Curse of knowledge

Thursday, 8 June 2023 12:17
yvannairie: :3 (Default)
[personal profile] yvannairie

Currently struggling with what to make of the fact that a lot of people's "characterisation" really boils down to giving characters traits they find cool, righteous or "relatable" with little regard to how those traits would actually interact with their established characterisation.

Like, there's nobody out there making their fave "gay and homophobic", as interesting and potentially well-tracking trait that would be.

Date: 8/6/23 14:16 (UTC)
palominocorn: A rearing palomino unicorn with a rainbow mane and tail, standing in front of a genderqueer symbol. (Default)
From: [personal profile] palominocorn
I've seen a number of writers who were capable of writing exactly one character: the person they want to be. It's weird to see two characters who are *said* to have completely opposite personalities *behave* in exactly the same manner.

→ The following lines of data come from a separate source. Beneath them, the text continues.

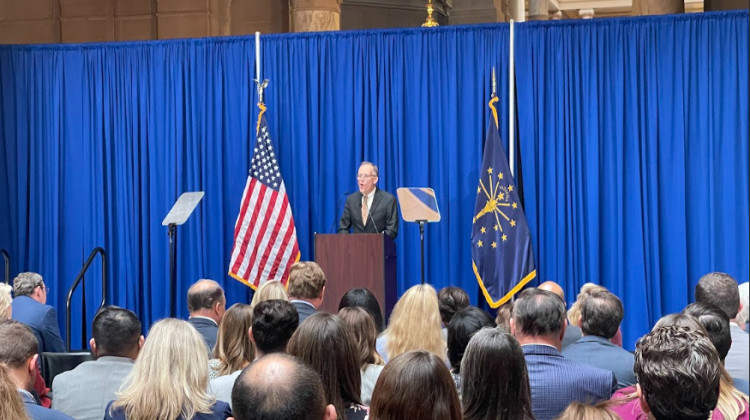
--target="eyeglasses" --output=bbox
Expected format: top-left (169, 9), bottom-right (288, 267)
top-left (357, 174), bottom-right (376, 179)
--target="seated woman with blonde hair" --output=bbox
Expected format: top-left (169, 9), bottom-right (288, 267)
top-left (209, 303), bottom-right (255, 379)
top-left (249, 280), bottom-right (288, 308)
top-left (375, 284), bottom-right (447, 363)
top-left (104, 318), bottom-right (232, 420)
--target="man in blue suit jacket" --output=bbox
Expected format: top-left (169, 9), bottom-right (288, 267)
top-left (511, 288), bottom-right (616, 420)
top-left (187, 279), bottom-right (226, 355)
top-left (1, 320), bottom-right (74, 420)
top-left (11, 272), bottom-right (65, 353)
top-left (562, 290), bottom-right (635, 388)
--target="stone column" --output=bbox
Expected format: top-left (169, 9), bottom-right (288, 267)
top-left (632, 0), bottom-right (684, 15)
top-left (506, 0), bottom-right (525, 22)
top-left (448, 0), bottom-right (504, 25)
top-left (528, 0), bottom-right (548, 21)
top-left (290, 0), bottom-right (341, 32)
top-left (578, 8), bottom-right (594, 19)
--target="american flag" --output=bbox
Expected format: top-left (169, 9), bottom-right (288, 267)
top-left (228, 108), bottom-right (300, 289)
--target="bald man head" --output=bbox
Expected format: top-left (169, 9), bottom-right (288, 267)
top-left (538, 281), bottom-right (565, 301)
top-left (232, 354), bottom-right (336, 420)
top-left (187, 279), bottom-right (226, 323)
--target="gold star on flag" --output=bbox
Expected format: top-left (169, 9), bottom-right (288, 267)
top-left (491, 242), bottom-right (497, 248)
top-left (487, 167), bottom-right (493, 174)
top-left (508, 185), bottom-right (514, 192)
top-left (498, 193), bottom-right (505, 200)
top-left (510, 220), bottom-right (516, 227)
top-left (480, 227), bottom-right (486, 234)
top-left (494, 224), bottom-right (499, 231)
top-left (502, 234), bottom-right (508, 241)
top-left (512, 202), bottom-right (518, 209)
top-left (498, 172), bottom-right (504, 179)
top-left (478, 240), bottom-right (484, 247)
top-left (477, 186), bottom-right (481, 193)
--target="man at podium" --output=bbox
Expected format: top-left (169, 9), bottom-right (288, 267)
top-left (338, 162), bottom-right (399, 239)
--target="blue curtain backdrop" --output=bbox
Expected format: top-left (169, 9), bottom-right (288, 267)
top-left (515, 11), bottom-right (749, 348)
top-left (0, 11), bottom-right (747, 350)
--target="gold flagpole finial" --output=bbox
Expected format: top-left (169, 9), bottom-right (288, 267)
top-left (422, 0), bottom-right (439, 27)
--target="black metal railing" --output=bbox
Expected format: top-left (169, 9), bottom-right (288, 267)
top-left (65, 247), bottom-right (107, 352)
top-left (0, 249), bottom-right (9, 284)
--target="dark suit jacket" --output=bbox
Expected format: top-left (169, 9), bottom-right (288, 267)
top-left (19, 390), bottom-right (74, 420)
top-left (291, 300), bottom-right (317, 325)
top-left (11, 295), bottom-right (65, 353)
top-left (523, 344), bottom-right (616, 420)
top-left (188, 317), bottom-right (218, 354)
top-left (103, 400), bottom-right (231, 420)
top-left (338, 189), bottom-right (399, 239)
top-left (562, 323), bottom-right (582, 349)
top-left (562, 335), bottom-right (636, 389)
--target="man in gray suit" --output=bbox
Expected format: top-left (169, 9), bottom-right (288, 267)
top-left (562, 291), bottom-right (635, 388)
top-left (52, 306), bottom-right (143, 420)
top-left (695, 272), bottom-right (749, 382)
top-left (286, 262), bottom-right (327, 325)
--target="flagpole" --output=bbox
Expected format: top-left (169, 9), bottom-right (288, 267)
top-left (509, 19), bottom-right (516, 177)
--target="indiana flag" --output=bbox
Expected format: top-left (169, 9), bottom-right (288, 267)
top-left (229, 104), bottom-right (300, 289)
top-left (471, 95), bottom-right (536, 308)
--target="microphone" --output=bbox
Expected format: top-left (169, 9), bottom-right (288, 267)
top-left (329, 192), bottom-right (350, 233)
top-left (366, 197), bottom-right (381, 235)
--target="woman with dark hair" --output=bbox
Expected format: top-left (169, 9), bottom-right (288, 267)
top-left (369, 350), bottom-right (462, 420)
top-left (461, 328), bottom-right (536, 420)
top-left (339, 288), bottom-right (385, 333)
top-left (338, 307), bottom-right (385, 404)
top-left (447, 306), bottom-right (494, 393)
top-left (287, 313), bottom-right (367, 420)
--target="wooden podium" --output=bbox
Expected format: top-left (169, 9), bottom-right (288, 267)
top-left (314, 233), bottom-right (397, 318)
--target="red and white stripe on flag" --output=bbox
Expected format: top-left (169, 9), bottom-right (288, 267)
top-left (229, 111), bottom-right (300, 289)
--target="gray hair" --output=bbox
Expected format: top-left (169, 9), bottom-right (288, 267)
top-left (0, 284), bottom-right (12, 320)
top-left (360, 161), bottom-right (379, 177)
top-left (13, 272), bottom-right (44, 297)
top-left (737, 282), bottom-right (749, 326)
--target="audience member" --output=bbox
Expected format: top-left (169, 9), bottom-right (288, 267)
top-left (684, 302), bottom-right (750, 395)
top-left (554, 401), bottom-right (619, 420)
top-left (286, 261), bottom-right (327, 325)
top-left (538, 281), bottom-right (583, 348)
top-left (696, 272), bottom-right (749, 382)
top-left (461, 328), bottom-right (536, 420)
top-left (338, 306), bottom-right (385, 405)
top-left (249, 280), bottom-right (288, 308)
top-left (0, 362), bottom-right (31, 420)
top-left (339, 287), bottom-right (385, 333)
top-left (287, 313), bottom-right (367, 420)
top-left (187, 279), bottom-right (227, 354)
top-left (494, 300), bottom-right (513, 330)
top-left (511, 288), bottom-right (615, 420)
top-left (52, 306), bottom-right (143, 420)
top-left (376, 284), bottom-right (446, 363)
top-left (0, 283), bottom-right (12, 319)
top-left (209, 303), bottom-right (254, 379)
top-left (11, 272), bottom-right (65, 352)
top-left (0, 320), bottom-right (73, 420)
top-left (231, 353), bottom-right (336, 420)
top-left (610, 313), bottom-right (749, 420)
top-left (447, 306), bottom-right (494, 393)
top-left (209, 299), bottom-right (298, 407)
top-left (369, 350), bottom-right (462, 420)
top-left (634, 325), bottom-right (722, 420)
top-left (739, 282), bottom-right (749, 331)
top-left (562, 290), bottom-right (635, 388)
top-left (438, 286), bottom-right (470, 327)
top-left (104, 318), bottom-right (231, 420)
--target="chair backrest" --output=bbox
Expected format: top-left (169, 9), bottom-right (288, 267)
top-left (40, 352), bottom-right (94, 386)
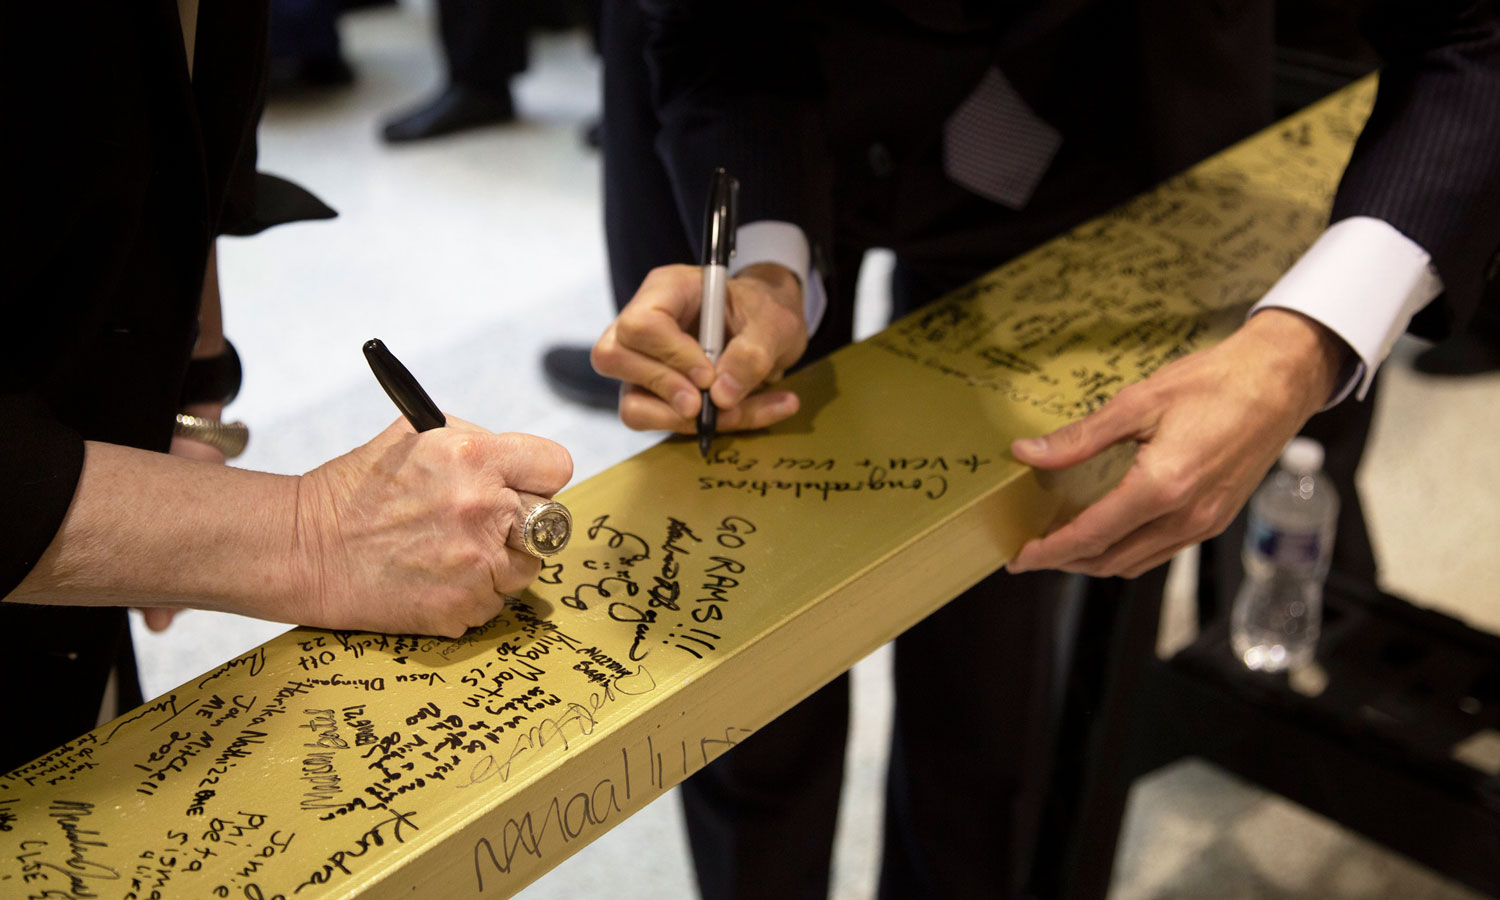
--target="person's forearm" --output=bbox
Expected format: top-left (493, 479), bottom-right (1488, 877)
top-left (6, 440), bottom-right (305, 618)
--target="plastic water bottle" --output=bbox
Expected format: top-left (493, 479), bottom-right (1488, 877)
top-left (1230, 437), bottom-right (1338, 673)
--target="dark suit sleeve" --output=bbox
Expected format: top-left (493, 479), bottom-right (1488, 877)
top-left (637, 0), bottom-right (835, 259)
top-left (0, 397), bottom-right (85, 597)
top-left (1331, 0), bottom-right (1500, 339)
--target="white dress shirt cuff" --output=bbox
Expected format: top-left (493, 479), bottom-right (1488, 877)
top-left (730, 220), bottom-right (828, 336)
top-left (1249, 216), bottom-right (1444, 407)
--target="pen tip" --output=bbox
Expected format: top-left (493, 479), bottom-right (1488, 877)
top-left (698, 434), bottom-right (711, 458)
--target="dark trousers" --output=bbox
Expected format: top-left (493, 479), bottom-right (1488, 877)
top-left (683, 569), bottom-right (1075, 900)
top-left (600, 0), bottom-right (691, 308)
top-left (269, 0), bottom-right (342, 62)
top-left (436, 0), bottom-right (528, 96)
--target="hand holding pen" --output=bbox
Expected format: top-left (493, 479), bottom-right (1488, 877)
top-left (591, 169), bottom-right (810, 441)
top-left (364, 339), bottom-right (573, 556)
top-left (286, 341), bottom-right (573, 638)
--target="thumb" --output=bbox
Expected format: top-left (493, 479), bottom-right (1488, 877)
top-left (1012, 396), bottom-right (1147, 470)
top-left (140, 607), bottom-right (181, 632)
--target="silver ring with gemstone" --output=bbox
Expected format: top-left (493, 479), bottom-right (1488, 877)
top-left (511, 493), bottom-right (572, 557)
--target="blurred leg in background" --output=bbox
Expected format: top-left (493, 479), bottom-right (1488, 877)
top-left (381, 0), bottom-right (529, 142)
top-left (269, 0), bottom-right (355, 91)
top-left (541, 0), bottom-right (678, 408)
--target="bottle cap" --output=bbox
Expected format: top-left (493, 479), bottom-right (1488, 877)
top-left (1281, 436), bottom-right (1324, 475)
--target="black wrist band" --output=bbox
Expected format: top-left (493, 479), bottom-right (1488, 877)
top-left (181, 339), bottom-right (242, 406)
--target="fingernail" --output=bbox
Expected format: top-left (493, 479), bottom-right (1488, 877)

Like, at some point they become OCs, and people should maybe admit that they want to play with their own dolls rather than try and force invented personalities onto existing characters. And especially when it's an AU, it becomes a case of "this is literally an original work with something else's serial numbers".

Date: 9/6/23 15:48 (UTC)
palominocorn: A rearing palomino unicorn with a rainbow mane and tail, standing in front of a genderqueer symbol. (Default)
From: [personal profile] palominocorn
I don't think people actually *realize* they're writing glorified OCs. It's been a while, but I remember that the people who couldn't write unique characters to save their life in my old RP group actually believed that they were writing good, distinct characters.

My theory is that there are a couple of things going on here.

One, fanfic is more accessible and more well-known than ever, meaning that more people are writing it and more people are sharing. A quarter century ago when I was a budding writer coming up with Tortall fanfiction, the only people who ever knew about it were my two school friends. I didn't know there were places on the internet I could post it, and no archive had the same reach as AO3 or FF.net do now (to my knowledge, at least). I certainly didn't have access to zines or LISTSERVs or anything like that.

The other big factor IMO is that literacy rates in the US have utterly TANKED in the last couple decades, meaning that writers from the US (and a large chunk of the anglosphere IS Yankees) just. Don't read and write as well as they used to. I remember looking at fandom discussions fifteen years ago, and people were a LOT more clever around figuring stuff out, a lot more willing to pick stuff apart in detail, a lot more loyal to specific works, and waaaaaay less likely to give a shit about word of god. (I can expound on this observation more once I'm at a computer, if you'd like.)

There definitely ARE people who project their OC onto an existing character deliberately, but I think they're a minority. Most people are just. Bad.

Date: 10/6/23 14:26 (UTC)
palominocorn: A rearing palomino unicorn with a rainbow mane and tail, standing in front of a genderqueer symbol. (Default)
From: [personal profile] palominocorn
Oh yeah, tons of people are projecting heavily onto characters and taking it personally, especially if they have not much else going for them. If liking a certain work is the one bright spot in your life, and the protagonist is just like you, then any criticism of the protagonist is a criticism of you. And if you've had a dysfunctional upbringing where criticism feels like an attack, well. "This character is not very smart" feels like someone calling YOU a dumbass.

I can relate to it too; when I was a teenager I remember getting really upset when my friends didn't like my OCs, because my characters have pieces of ME in them, and what does it mean if my friend don't like pieces of me?

I mean, that is how some people express dislike, and I'm not going to pretend I haven't done that, but also that's... a crappy way to do it? Not that educating strangers on the internet about "subjective vs objective statements" and "people have different life experiences" is a fruitful endeavor.
stardust_rifle: A cartoon-style image of of a fluffy brown cat sitting upright and reading a book, overlayed over a sparkly purple circle. (Default)
From: [personal profile] stardust_rifle
...

did you want to give me an invitation to complain about that time i suggested offhandedly that X Character that i like was probably politically right-wing and everyone jumped on my ass, or?
stardust_rifle: A cartoon-style image of of a fluffy brown cat sitting upright and reading a book, overlayed over a sparkly purple circle. (Default)
From: [personal profile] stardust_rifle
it's not as dramatic as you're probably thinking, the aforementioned character is a politician from a very wealthy family that canonically uses corporal punishment on children and is quite classist, and I'd also seen some JP speaker on Twitter talking about how his campaign posters bear similarity to JP right-wing sloganeering, so I'd kind of had this idea boiling around in the back of my head, and then offhandedly mentioned it in some Discord conversation.

A bunch of people were like "M I thought you liked X Character", "M I thought you were all on board 'what if X Character was an egg'", some people (maybe jokingly?) called me an anti?, at least one person was like "I like X Character, are you insulting me? Insinuating that I'M a right-winger?

It was weird and I just sort of dipped on that server after that. The thing was, it was supposed to be anti-free, kink tomato, your fictional tastes don't determine what you like in fiction, so that was incredibly shocking to me.